#299
"The prospect of solving chess in a brute force manner hinges on a breakthrough in scalability in quantum computing."
++ A quantum computer is the only way for strongly solving chess i.e. a 32-men table base.
Weakly solving chess takes 5 years on present cloud engines. Sveshnikov 'practically exhausted' B33 in 1988 on his own, without engines, without table bases. So to do 499 times more with cloud engines, table bases and grandmaster assistants is plausible.
"This is an area where the physics itself isn't yet fully understood."
++ The physics is understood. Quantum computers are even commercially available for rental.
https://www.dwavesys.com/solutions-and-products/cloud-platform/
"consider Fermat's Last Theorem"
++ Also the Four Color Theorem etc. Provability is a higher degree of truth. Also the Riemann Hypothesis and the Goldbach Conjecture are believed to be true though not yet proven.

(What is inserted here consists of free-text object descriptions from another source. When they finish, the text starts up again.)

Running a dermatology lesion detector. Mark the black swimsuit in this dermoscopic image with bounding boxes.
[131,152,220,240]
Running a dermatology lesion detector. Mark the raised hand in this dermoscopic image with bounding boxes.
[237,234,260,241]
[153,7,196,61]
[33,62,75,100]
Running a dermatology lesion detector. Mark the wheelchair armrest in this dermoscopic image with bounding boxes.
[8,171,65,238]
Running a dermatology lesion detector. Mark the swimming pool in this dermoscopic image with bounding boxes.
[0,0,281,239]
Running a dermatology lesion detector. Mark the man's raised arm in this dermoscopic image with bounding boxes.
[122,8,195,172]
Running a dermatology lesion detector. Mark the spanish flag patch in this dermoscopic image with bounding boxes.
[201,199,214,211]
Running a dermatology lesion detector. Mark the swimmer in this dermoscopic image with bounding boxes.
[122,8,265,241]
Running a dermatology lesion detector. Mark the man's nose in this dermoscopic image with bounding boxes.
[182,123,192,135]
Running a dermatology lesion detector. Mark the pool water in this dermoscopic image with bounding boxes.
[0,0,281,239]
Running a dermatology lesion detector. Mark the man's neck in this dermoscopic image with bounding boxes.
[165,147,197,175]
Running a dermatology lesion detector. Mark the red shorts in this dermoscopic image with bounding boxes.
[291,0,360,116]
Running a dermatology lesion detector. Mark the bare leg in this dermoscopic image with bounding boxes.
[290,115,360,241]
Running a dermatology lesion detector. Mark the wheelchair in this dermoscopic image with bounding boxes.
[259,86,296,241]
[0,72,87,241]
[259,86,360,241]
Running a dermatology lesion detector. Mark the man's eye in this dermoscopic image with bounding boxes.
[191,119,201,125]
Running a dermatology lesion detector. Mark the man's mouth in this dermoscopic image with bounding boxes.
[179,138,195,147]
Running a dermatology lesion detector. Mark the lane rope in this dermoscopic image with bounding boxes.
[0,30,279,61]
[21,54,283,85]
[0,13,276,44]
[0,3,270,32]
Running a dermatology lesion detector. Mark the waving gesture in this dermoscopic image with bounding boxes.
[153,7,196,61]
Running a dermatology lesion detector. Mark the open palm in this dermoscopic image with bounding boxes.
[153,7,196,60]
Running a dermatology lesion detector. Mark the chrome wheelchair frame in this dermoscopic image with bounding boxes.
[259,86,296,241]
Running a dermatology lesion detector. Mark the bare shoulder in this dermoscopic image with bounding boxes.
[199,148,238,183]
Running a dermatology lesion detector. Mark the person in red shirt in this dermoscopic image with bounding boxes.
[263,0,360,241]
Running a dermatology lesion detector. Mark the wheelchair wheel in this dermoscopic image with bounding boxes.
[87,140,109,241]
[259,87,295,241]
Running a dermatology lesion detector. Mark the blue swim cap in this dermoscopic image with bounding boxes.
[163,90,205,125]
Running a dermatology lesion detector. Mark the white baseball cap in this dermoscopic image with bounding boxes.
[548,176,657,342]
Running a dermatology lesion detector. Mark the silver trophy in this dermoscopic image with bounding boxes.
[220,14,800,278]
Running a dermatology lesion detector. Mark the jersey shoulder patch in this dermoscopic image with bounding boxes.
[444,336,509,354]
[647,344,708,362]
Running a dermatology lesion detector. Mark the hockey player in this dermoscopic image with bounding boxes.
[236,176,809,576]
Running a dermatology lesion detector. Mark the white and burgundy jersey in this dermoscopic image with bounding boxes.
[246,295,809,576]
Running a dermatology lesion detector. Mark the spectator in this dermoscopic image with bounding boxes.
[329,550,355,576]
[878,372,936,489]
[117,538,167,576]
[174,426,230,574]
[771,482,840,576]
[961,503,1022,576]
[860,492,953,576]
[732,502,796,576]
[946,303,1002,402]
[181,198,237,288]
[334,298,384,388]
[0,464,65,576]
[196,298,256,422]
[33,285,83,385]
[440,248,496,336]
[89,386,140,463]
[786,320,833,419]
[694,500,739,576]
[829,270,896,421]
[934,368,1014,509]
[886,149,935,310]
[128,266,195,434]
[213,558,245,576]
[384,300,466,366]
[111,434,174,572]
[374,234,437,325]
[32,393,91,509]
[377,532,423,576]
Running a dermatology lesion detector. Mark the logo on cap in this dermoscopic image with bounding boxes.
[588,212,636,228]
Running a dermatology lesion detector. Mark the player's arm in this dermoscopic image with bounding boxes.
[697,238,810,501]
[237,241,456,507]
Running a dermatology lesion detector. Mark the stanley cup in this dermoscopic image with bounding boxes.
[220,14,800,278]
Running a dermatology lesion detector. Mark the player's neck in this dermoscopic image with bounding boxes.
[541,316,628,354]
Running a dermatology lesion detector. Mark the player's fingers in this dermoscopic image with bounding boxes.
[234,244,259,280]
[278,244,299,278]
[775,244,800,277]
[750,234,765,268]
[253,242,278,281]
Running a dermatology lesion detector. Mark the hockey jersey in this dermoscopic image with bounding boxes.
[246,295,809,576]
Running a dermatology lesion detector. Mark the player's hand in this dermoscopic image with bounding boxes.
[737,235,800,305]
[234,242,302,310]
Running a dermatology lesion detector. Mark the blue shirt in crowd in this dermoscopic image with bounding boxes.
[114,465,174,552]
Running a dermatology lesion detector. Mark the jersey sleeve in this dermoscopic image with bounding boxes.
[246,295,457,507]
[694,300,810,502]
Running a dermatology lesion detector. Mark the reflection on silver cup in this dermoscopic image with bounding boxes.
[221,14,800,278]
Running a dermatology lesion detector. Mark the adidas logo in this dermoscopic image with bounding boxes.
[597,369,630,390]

"The way to know with absolute certainty is brute force solving, so your argument is circular...you cannot ever establish that a "chess AI" is 100% perfect until you solve the game. This whole thread was done better the first time around...this is just redundant rehashing.">>>
Of course it is but it's what they enjoy. Getting stuck in blind alleys and continually bouncing off the wall at the end only seems like progress to some.
However, a brute force full solution to chess is, at the moment, inconceivable. No way to track it, store it or evaluate it so it would have to be done via successive approximations. That's a necessary but clumsy method, since a lot of room has to be left to accomodate suprising lines.
My son works in AI. He's a physicist but his masters degree was in maths. He reckons that depicting chess mathematically is impossible. By that, he means "for a number of generations".